Web Access Management

Configuring an IdP adapter instance

Configure the WAM Integration Kit for an identity provider (IdP).

Before you begin

You must create a third-party WAM Web Agent in your WAM tool before starting the following procedure. Several properties that you use to configure the agent are required to fill out the IdP Adapter tab in the following procedure.

You can find more details on agent configuration in your WAM Server documentation.

Steps

  1. In the PingFederate administrative console, create a new IdP adapter instance:

    Choose from:

    • For PingFederate 10.1 or later: go to Authentication > Integration > IdP Adapters. Click Create New Instance.

    • For PingFederate 10.0 or earlier: go to Identity Provider > Adapters. Click Create New Instance.

  2. On the Type tab, set the basic adapter instance attributes:

    1. In the Instance Name field, enter a name for the adapter instance.

    2. In the Instance ID field, enter a unique identifier for the adapter instance.

    3. In the Type list, select WAM IdP Adapter. Click Next.

      • If you are configuring the adapter for a custom plug-in (not bundled with this kit), continue to step 5.

      • If you are configuring the RSA AM Dispatcher server, continue with step 6.

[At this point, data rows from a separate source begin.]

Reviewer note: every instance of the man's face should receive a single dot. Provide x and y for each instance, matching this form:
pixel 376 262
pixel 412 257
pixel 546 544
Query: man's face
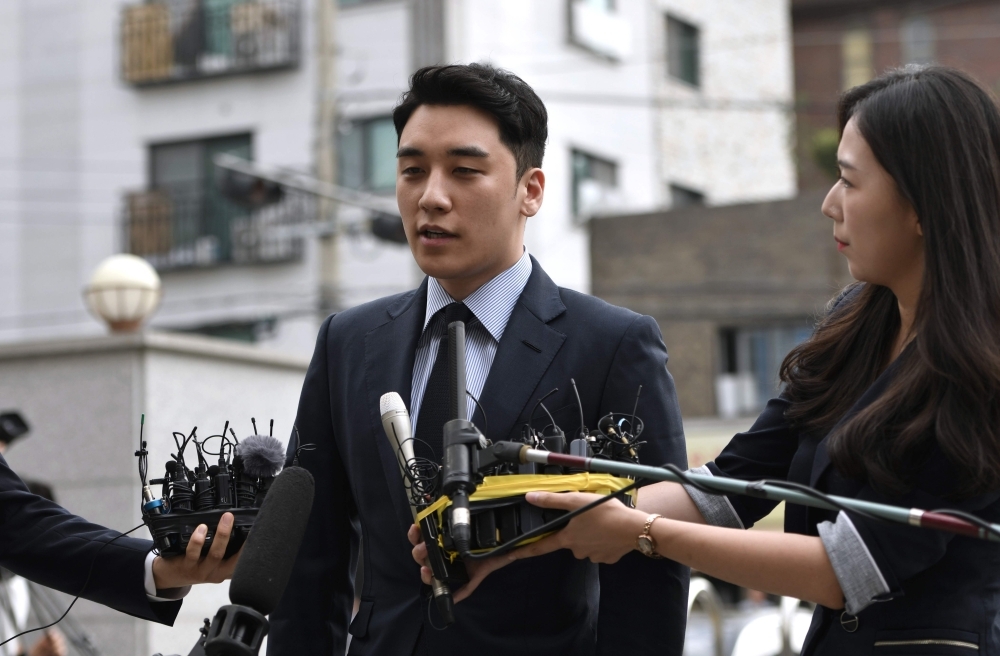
pixel 463 209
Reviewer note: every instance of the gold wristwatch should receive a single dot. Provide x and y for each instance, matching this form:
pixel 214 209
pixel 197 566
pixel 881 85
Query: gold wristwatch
pixel 645 543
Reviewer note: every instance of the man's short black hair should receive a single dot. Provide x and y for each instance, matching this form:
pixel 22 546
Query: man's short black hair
pixel 519 112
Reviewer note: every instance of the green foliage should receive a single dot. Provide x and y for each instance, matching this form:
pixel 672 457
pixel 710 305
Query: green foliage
pixel 824 151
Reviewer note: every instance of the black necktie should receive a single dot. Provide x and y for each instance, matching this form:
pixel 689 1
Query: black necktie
pixel 436 404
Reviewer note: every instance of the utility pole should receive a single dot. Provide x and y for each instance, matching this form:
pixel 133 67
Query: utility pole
pixel 326 163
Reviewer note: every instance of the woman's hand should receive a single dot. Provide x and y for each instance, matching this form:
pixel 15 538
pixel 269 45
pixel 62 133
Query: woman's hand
pixel 179 572
pixel 478 570
pixel 603 534
pixel 51 644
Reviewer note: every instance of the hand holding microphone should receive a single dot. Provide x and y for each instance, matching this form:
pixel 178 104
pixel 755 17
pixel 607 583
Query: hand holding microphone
pixel 192 568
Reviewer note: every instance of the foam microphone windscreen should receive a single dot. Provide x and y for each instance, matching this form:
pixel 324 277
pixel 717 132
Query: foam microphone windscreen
pixel 270 550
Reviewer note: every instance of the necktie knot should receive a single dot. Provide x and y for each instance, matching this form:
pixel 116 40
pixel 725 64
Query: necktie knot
pixel 457 312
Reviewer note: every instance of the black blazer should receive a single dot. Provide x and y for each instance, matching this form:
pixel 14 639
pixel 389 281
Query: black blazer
pixel 942 587
pixel 45 543
pixel 549 605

      • If you are configuring OAM, continue at step 7.
      A screenshot that shows the WAM IdP Adapter settings.

  3. (Only for custom plug-ins for WAM servers other than OAM or RSA) On the IdP Adapter tab, click Add a new row to 'WAM Server' and enter the following information:

    1. Enter the hostname or the IP address where the WAM server is running.

    2. Specify the remaining WAM server values required for your configuration.

    3. In the Action column, click Update.

    4. Repeat this step as needed for additional custom WAM plug-ins.

      Skip the next step.

  4. (Only for the RSA bundled plug-in) On the IdP Adapter tab, click Add a new row to 'RSA AM Dispatcher Server' and enter the following information:

    You must specify at least one RSA AM Dispatcher Server.

    1. Enter the hostname or the IP address and the (optional) dispatcher port where the RSA AM Dispatcher server is running.

      You must specify the authentication method used by the dispatcher server. If you have specified multiple dispatcher servers, each server can have individual authentication methods.

    2. Specify the Authentication Type used by the RSA Dispatcher Server.

      • Clear: Clear text, no encryption.

      • Anon: Anonymous SSL, SSL encryption only.

      • Auth: Mutually authenticated SSL, SSL encryption with certificate-based encryption.

    3. If you select Auth as the Authentication Type, you must specify the following RSA server values:

      • Keystore Path: The string filename of the private keystore file (PKCS12 only).

      • Keystore Password: The password for the private keystore.

      • Key Alias: The alias to your private key in the keystore.

      • Key Password: The private key password for keystore.

    4. (Optional) Specify the Timeout value required for your configuration.

    5. In the Action column, click Update.

    6. Repeat this step as needed for additional RSA Servers.

  5. (Only for custom plug-ins for WAM servers and the OAM bundled plug-in) On the IdP Adapter tab, click Add a new row to 'Authentication Context Mapping Table' and enter the following information:

    • Authentication Level: A specific value for a WAM system indicating the level of authentication an end-user has gone through.

    • Authentication Context: This is part of the SAML assertion.

    1. In the Action column, click Update. Repeat this step as needed.

  6. Provide entries on the IdP Adapter tab, as described on the tab and in the following table.

    The selected WAM Plug-in Type may override optional and required fields.

    For example, if the selected WAM Plug-in Type is OAM, the Agent Config Location becomes a required field. Leaving this field blank generates an error message.
    Configuration Fields
    Field Description

    WAM Plug-in Type

    The class name for the specific WAM implementation.

    The WAM Plug-in Type determines optional and required fields.

    Agent Name

    This value must match the value used when the third-party WAM Web Agent was configured.

    Agent Secret

    This value must match the value used when the third-party WAM Web Agent was configured.

    Agent Config Location

    Required for OAM. This value must contain the full path to an XML network-configuration file generated by the access-management system.

    Failover

    The default is false, indicating load balancing is enabled and user-session states and configuration data are shared among multiple WAM servers.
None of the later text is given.